Lain lagi dengan Imam. Dia memutar film kartun yang bercerita tentang cita-cita para pemerannya. Hal dimaksudkan untuk menginspirasi anak-anak terkait cita-cita mereka dan apa yang harus dipersiapkan sejak dini.
"Umumnya masih bingung dan tidak tahu dengan cita-cita mereka. Kalua pun ada yang berani menyebut, sifatnya masih umum dan belum mengerti apa yang harus dipersiapkan untuk menggapai hal itu. Kami lah sebagai calon psikolog yang membantu memberikan gambaran," papar Imam.

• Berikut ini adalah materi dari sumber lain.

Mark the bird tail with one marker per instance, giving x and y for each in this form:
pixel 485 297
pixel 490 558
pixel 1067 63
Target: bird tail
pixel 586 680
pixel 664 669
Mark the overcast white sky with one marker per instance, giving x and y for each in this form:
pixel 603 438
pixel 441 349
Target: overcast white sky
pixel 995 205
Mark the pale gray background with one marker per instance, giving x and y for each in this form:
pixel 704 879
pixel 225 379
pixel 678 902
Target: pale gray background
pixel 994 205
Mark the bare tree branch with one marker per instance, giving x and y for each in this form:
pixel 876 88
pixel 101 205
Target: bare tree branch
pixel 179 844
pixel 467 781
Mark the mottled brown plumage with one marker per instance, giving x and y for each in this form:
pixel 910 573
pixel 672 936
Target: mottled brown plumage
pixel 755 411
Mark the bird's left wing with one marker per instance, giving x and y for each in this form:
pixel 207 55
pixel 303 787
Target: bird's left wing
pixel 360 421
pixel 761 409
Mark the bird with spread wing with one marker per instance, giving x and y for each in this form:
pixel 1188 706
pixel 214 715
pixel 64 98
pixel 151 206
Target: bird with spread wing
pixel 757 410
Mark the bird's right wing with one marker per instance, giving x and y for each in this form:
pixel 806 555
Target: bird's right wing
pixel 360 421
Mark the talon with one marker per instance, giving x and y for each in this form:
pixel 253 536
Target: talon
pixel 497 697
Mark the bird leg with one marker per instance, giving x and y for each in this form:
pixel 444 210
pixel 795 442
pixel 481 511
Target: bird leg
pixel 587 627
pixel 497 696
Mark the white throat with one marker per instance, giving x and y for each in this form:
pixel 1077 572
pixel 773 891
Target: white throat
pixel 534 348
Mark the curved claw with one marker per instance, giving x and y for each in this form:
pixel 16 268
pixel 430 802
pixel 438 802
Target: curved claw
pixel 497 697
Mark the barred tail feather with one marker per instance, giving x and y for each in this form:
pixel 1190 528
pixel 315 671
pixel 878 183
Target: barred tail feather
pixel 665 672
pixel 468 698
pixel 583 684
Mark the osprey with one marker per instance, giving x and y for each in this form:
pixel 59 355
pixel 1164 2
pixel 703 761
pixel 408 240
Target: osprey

Apakah berbagai pengajaran literasi dan pendampingan para mahasiswa itu berpengaruh langsung terhadap nilai akademis anak-anak yang aktif di TBM Bukit Duri? Mbak Ning Nong tak berani memastikan. Sebab pencapaian akademis bukan menjadi tujuan utama, tapi bagaimana mereka punya kesadaran, mimpi dan angan-angan, mandiri, dan percaya diri.
"Juga menanamkan budi pekerti. Awalnya anak-anak itu suka nyelonong begitu aja, terus ngambil buku, ada kalanya disobek. Perlahan mereka berubah. Selalu izin, memberi salam, ngomong juga gak lagi pake kata-kata kasar," tandas Mbak Ning Nong.